May 12, 2018.


The Rangers finally have a rotation. It would be a shame if this season is cancelled and that once-in-a-lifetime opportunity went away. But great pitching matters, just like it did in this Cole Hamels gem from two seasons ago.


GEM.

Someone call the jeweler, the Rangers pitching staff just cut a gem.

Cole Hamels and the Texas bullpen tossed a one-hitter at the World Champion Houston Astros, shutting them out 1-0 in a good old-fashioned pitching duel.

It was the Rangers first shutout of the year. And it couldn’t have come at a better time.

Justin Verlander has been super human since coming to the Astros. But last night, Cole Hamels went toe to toe with him. And came out ahead.

Even though in his last six starts Hamels was 0-3 with a 4.11 ERA, he hadn’t been pitching badly at all. He certainly solved the first-batter home run problems that plagued him his first three games.

Last night the key was Hamels’s curve ball, which manager Jeff Banister said was his best all season. It was masterful, keeping Astros hitters off stride. In fact, the only hit was an Evan Gattis bleeder through the infield to lead off the fifth.

In every 1-0 game there is a hard luck story as well. Verlander has faced the Rangers three times this season. He has given them just two earned runs. The Rangers have won two of those three games.

But the Rangers are on the good side of this because Gallo worked a walk in the seventh, after being down in the count, to loaded the bases with no outs against Verlander and knock him out of the game (thank you, pitch count baseball). Jurickson Profar hit a sac fly to score the lone run.

The Rangers bullpen made it hold up.

But the story was Hamels. Even though he hasn’t been winning games, that is deceiving in this era of six-innings-and-out baseball. Ever since his bad start in Toronto where he gave up five earned in 5.1 innings, he has given up two, four, two, one, two, and now zero earned runs. And he is routinely going six innings. The Rangers just aren’t scoring runs for him.
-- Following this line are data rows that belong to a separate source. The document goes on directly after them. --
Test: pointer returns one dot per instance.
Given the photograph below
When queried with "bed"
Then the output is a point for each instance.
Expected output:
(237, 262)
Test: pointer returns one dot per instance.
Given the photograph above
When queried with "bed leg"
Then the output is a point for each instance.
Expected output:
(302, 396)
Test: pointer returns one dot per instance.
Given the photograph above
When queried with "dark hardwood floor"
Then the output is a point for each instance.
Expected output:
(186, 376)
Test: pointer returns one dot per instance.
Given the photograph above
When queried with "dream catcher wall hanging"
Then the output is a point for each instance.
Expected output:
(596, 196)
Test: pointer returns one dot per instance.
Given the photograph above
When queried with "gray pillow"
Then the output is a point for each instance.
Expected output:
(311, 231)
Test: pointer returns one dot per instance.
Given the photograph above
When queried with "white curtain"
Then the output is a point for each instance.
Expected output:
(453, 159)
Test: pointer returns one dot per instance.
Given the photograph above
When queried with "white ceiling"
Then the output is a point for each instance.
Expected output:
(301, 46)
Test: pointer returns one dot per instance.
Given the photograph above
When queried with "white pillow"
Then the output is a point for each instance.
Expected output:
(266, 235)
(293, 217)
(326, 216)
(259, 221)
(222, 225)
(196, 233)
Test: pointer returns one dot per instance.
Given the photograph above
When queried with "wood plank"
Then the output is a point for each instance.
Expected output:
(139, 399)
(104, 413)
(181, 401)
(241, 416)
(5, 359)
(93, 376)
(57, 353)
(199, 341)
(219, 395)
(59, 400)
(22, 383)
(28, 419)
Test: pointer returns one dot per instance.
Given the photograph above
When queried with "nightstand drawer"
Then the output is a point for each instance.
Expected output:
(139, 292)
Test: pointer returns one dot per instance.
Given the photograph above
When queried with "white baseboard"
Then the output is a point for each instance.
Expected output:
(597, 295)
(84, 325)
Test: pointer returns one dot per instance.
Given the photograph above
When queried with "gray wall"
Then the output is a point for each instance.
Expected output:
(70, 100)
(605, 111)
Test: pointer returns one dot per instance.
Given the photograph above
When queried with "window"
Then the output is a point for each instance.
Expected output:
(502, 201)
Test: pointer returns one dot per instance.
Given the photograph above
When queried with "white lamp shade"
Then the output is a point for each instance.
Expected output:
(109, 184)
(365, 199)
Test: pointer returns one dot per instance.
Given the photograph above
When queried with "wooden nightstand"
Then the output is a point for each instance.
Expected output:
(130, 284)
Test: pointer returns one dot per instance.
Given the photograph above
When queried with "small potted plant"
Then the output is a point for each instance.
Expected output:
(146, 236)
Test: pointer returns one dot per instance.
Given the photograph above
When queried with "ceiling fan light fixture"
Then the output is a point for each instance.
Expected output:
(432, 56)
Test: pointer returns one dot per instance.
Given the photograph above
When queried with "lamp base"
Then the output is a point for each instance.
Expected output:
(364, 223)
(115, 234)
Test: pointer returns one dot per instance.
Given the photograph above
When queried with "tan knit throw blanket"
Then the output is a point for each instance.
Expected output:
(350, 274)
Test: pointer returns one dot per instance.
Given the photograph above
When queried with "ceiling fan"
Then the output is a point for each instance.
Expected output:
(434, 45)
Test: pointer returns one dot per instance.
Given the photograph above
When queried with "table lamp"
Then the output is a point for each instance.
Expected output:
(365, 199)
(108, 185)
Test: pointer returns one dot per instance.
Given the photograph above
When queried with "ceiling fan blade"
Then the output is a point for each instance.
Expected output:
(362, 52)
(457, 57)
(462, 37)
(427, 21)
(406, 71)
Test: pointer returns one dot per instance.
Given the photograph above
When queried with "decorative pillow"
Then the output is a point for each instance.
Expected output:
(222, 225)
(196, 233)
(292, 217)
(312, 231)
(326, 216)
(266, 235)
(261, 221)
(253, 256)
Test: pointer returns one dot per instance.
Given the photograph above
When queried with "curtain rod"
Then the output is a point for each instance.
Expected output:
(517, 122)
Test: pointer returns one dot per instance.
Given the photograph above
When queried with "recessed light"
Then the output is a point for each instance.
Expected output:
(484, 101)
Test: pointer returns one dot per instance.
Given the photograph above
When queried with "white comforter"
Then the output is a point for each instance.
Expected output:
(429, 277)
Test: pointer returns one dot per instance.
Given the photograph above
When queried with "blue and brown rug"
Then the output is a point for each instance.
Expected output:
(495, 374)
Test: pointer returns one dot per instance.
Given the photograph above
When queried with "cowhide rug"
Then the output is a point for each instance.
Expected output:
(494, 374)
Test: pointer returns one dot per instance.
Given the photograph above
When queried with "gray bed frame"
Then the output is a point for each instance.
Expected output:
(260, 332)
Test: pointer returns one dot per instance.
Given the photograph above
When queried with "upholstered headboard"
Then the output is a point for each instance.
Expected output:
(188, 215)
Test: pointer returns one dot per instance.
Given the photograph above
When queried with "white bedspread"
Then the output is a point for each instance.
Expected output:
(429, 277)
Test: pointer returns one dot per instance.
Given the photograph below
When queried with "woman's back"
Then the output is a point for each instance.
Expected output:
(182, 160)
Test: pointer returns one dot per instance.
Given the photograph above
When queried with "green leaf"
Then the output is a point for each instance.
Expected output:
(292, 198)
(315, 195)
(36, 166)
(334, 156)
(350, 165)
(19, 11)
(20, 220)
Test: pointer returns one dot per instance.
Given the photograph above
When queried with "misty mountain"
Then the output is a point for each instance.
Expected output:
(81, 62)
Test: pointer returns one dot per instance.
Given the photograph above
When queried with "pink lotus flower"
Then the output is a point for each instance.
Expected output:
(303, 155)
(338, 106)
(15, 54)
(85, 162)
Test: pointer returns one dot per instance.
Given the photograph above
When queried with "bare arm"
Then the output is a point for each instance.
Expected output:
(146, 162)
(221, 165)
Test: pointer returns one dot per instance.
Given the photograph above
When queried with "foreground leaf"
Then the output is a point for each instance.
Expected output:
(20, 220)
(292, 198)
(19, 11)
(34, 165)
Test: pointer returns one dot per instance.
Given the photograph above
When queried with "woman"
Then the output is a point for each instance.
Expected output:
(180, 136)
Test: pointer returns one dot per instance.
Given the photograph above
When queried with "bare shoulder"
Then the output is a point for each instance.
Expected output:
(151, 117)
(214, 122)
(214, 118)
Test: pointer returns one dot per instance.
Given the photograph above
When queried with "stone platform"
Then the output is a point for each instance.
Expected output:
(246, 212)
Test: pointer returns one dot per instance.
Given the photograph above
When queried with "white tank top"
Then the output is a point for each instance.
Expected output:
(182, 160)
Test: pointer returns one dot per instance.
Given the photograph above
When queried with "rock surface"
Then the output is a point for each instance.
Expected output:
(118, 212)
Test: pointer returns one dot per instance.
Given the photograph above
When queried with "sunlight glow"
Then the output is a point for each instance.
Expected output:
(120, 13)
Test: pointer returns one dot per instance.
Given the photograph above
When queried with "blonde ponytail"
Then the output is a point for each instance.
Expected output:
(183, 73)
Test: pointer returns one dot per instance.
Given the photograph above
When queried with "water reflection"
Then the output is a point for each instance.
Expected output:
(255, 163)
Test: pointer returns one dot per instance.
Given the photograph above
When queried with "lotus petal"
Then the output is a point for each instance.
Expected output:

They didn’t last night, either. So he just made sure it didn’t matter.

Texas has won three out of the last four, and those three victories have been, by far and without question, the most enjoyable three games of this trying season. The first two because the offense rallied.

This one was a classic pitchers’ duel, ala Koufax-Gibson.

Most games like this this season have been the result of ineptitude of offense. This one was masterful pitching.

This was a baseball game.

Verlander was brilliant. Hamels was brillianter.